Friday 9 August 2019

Special Guest Blogger: Napoleon Bonaparte

Bonjour, je suis Napoleon, you may have heard of me, ze short, overweight guy with ze little hands but massive battle plans.
I may have been a teeny tiny little man but i was ze man who tried to make France great again and i would have done too if it wasn't for those meddling British.
True, people often mistook me for a child as i rode down ze Arc de Triumph saying 'oh look at that little boy’ and pat me on ze head and give me a chocolate bar and i am not complaining about that but it was a real pain trying to get served in ze Paris bars, often i would be sat in ze corner with an orange juice while my Generals got drunk.
Finally discovering that if i wore a really big hat i would be identified, everyone loved me as i romped around Europe invading countries and soon i could not walk around Paris without getting free croissants, garlic and berets, everyone except my wife Joséphine who was having an affair with someone called Hippolyte Charlie while i was away invading Italy and arresting ze Pope.
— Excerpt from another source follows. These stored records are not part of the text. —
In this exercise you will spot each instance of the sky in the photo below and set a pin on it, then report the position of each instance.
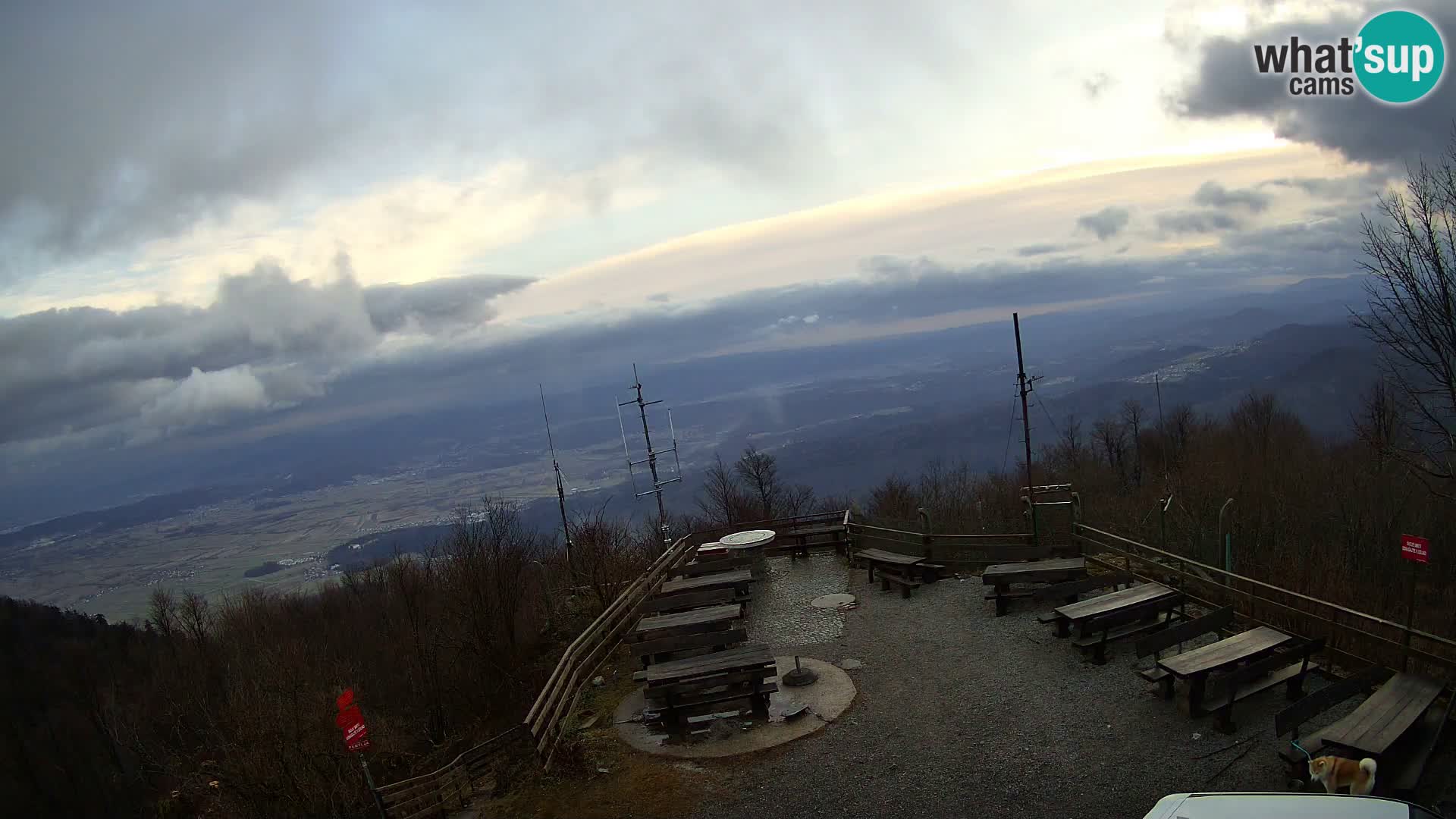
(212, 213)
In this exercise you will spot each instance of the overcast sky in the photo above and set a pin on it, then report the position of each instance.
(216, 210)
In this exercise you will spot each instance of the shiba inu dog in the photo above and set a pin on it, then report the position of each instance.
(1335, 773)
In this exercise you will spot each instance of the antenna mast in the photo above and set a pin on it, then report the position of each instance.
(651, 453)
(1024, 387)
(561, 488)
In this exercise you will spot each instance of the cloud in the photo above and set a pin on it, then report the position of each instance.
(1226, 85)
(1043, 249)
(1107, 222)
(150, 120)
(1097, 83)
(265, 341)
(1196, 222)
(1213, 194)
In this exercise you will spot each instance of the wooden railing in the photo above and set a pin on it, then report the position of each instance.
(1347, 632)
(956, 551)
(560, 695)
(449, 787)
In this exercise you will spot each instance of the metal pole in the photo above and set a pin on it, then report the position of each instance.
(1228, 545)
(561, 488)
(369, 780)
(1410, 624)
(1025, 426)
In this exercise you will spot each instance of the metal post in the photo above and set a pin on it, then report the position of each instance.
(1025, 426)
(369, 780)
(1228, 545)
(1410, 624)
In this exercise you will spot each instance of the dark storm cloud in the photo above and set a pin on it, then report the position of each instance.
(1107, 222)
(1196, 222)
(264, 343)
(309, 353)
(1213, 194)
(1228, 85)
(126, 121)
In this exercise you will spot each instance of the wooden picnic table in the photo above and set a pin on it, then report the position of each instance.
(1383, 717)
(718, 662)
(699, 620)
(737, 577)
(1074, 615)
(1003, 575)
(1196, 665)
(1034, 572)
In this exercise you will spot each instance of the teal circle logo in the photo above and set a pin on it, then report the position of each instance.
(1400, 57)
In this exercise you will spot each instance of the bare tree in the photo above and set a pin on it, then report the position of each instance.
(1111, 438)
(1133, 417)
(761, 474)
(723, 499)
(1413, 312)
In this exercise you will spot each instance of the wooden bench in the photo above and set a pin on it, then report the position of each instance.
(664, 604)
(1199, 665)
(1075, 615)
(1156, 643)
(1126, 621)
(905, 583)
(739, 579)
(1071, 591)
(873, 558)
(1289, 668)
(1405, 758)
(1001, 577)
(680, 689)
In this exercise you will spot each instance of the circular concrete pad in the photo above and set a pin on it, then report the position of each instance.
(826, 698)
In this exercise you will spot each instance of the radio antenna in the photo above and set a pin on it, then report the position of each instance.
(651, 453)
(561, 488)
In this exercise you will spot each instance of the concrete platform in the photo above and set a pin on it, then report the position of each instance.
(826, 700)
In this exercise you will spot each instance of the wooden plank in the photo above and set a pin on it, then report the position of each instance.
(1408, 764)
(708, 582)
(1261, 675)
(1419, 698)
(1114, 601)
(1184, 632)
(685, 642)
(1041, 570)
(691, 601)
(742, 656)
(1385, 716)
(712, 566)
(1225, 651)
(691, 617)
(1291, 719)
(707, 697)
(712, 681)
(1075, 588)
Ah, Joséphine, i wrote her letters pouring my heart out and imploring her to end zis torrid affair and come back to me and if being usurped in ze love stakes by someone with a name like Hippolyte is not embarrassing enough, ze hateful British intercepted my mail and published zem in ze Daily Chronicle. Les Enfoirés!
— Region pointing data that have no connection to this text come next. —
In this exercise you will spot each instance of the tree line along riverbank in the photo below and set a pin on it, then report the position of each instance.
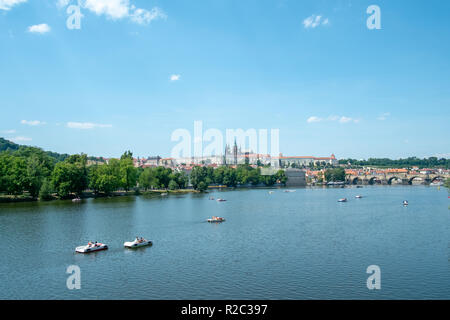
(31, 174)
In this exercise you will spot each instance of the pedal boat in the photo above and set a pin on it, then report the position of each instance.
(91, 248)
(216, 220)
(137, 243)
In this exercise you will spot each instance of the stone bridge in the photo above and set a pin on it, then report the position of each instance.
(399, 178)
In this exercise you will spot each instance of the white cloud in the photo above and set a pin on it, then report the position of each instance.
(87, 125)
(62, 3)
(314, 119)
(345, 120)
(341, 119)
(20, 139)
(32, 122)
(39, 28)
(142, 16)
(383, 116)
(314, 21)
(8, 4)
(119, 9)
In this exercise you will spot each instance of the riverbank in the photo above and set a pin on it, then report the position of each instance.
(163, 192)
(92, 195)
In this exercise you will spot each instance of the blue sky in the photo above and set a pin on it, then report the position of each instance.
(137, 70)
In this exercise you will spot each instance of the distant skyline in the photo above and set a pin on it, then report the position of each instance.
(138, 70)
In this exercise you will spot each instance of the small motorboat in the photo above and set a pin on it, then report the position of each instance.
(91, 247)
(216, 219)
(138, 242)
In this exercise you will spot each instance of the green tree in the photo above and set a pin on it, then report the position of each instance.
(13, 174)
(128, 173)
(230, 177)
(173, 185)
(46, 191)
(281, 177)
(199, 178)
(104, 178)
(70, 176)
(336, 174)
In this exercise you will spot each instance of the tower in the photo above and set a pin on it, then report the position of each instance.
(235, 151)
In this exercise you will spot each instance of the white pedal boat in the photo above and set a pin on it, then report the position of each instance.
(216, 219)
(137, 243)
(91, 248)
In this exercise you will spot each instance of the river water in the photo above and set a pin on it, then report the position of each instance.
(284, 245)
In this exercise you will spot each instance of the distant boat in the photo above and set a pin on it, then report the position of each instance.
(335, 183)
(91, 247)
(138, 242)
(216, 219)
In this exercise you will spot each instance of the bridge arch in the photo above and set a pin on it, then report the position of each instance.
(391, 179)
(374, 180)
(437, 178)
(411, 180)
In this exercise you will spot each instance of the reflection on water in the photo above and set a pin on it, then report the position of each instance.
(295, 245)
Anyway, i decided to divorce Joséphine and ze only person who could divorce us was ze Pope who i had arrested and transported to a French prison so that was a bit of an own goal but i was ze Emperor so i got someone else to do it. Viva la moi!
I did put forward a referendum which asked if i should be made ze Emporer for life and much to my joy i won convincingly although critics will say that the part on the voting form which said that you are free to vote how you want but ze first man to vote against Napoleon being leader for life will be shot helped.
It was all going so well until those damned letter printing British took ze hump because i tried to invade zem and caught me and exiled me first to Elba and then to St Helena.
So my legacy was for me, a teeny tiny man, to make France great and i did for a while although i do regret never having the chance to pass a law which said anyone with the first name of Hippolyte should have a pineapple shoved up their derrière on ze first of each month.   
Bon soir and thank you to Lucy for ze phone books i am sitting on so i can reach ze keyboard.